He explained that FIIs have scaled back their investments in Indian stocks, reaching a 12-year low, driven by factors such as high valuations, weaker earnings, and concerns about global inflation. On the other hand, domestic mutual funds and retail investors have been steadily increasing their stakes in the market.
Anirudh Garg, our Fund Manager at Invasset PMS, said this trend highlights structural challenges in the corporate sector. Economic pressures and industry-specific headwinds are weighing on profitability, with financial institutions and consumer sectors particularly impacted by demand shifts and operational pressures.

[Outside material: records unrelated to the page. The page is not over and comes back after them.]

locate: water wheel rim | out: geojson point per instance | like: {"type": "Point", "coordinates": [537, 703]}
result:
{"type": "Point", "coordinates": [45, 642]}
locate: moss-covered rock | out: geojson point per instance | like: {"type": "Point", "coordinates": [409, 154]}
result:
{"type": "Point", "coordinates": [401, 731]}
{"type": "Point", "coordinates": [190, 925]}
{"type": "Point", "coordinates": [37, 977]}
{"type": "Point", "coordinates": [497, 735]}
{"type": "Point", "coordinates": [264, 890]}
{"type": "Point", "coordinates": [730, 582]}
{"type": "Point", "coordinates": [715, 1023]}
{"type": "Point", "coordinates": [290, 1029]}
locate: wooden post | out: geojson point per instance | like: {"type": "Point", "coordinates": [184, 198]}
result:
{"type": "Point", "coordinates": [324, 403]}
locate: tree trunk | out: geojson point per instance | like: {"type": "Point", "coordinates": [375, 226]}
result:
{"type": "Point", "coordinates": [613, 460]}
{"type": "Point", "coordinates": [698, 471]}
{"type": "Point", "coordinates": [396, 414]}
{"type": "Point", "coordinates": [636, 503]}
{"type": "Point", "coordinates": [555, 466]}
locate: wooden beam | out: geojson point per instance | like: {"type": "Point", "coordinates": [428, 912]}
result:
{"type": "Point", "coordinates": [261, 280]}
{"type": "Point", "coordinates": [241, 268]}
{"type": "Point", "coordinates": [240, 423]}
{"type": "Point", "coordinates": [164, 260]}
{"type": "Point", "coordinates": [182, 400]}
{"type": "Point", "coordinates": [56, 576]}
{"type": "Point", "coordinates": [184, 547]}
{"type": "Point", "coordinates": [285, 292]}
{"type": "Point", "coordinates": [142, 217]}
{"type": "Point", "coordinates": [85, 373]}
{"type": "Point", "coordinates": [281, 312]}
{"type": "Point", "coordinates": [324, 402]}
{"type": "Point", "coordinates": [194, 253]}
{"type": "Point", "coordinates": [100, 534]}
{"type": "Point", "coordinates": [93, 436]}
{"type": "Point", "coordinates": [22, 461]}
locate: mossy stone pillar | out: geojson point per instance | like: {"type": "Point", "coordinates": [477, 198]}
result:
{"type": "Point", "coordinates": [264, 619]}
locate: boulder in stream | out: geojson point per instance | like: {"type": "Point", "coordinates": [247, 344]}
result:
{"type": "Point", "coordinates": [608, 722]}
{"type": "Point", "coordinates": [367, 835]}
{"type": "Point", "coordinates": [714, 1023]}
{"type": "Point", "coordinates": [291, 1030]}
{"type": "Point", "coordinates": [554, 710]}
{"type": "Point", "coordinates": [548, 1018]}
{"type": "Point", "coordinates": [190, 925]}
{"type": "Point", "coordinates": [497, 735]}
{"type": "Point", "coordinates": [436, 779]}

Moving forward, companies must address these issues to restore investor confidence and drive market recovery. Investors should stay alert, focusing on selective opportunities amid ongoing uncertainty.
He further explained that Foreign Institutional Investors (FIIs) have reduced their holdings in Indian stocks to a 12-year low due to high valuations, weak earnings, and global inflation fears. Meanwhile, domestic mutual funds and retail investors have increased their stakes.
Anirudh Garg of Invasset PMS anticipates the IT sector to benefit from structural trends like AI, automation, and digital transformation, further enhancing its potential for recovery.
Concerns over the escalating conflict in the Middle East have raised fears of potential disruptions to crude supplies from the top oil-producing region, pushing prices higher—a situation that impacts net importers like India.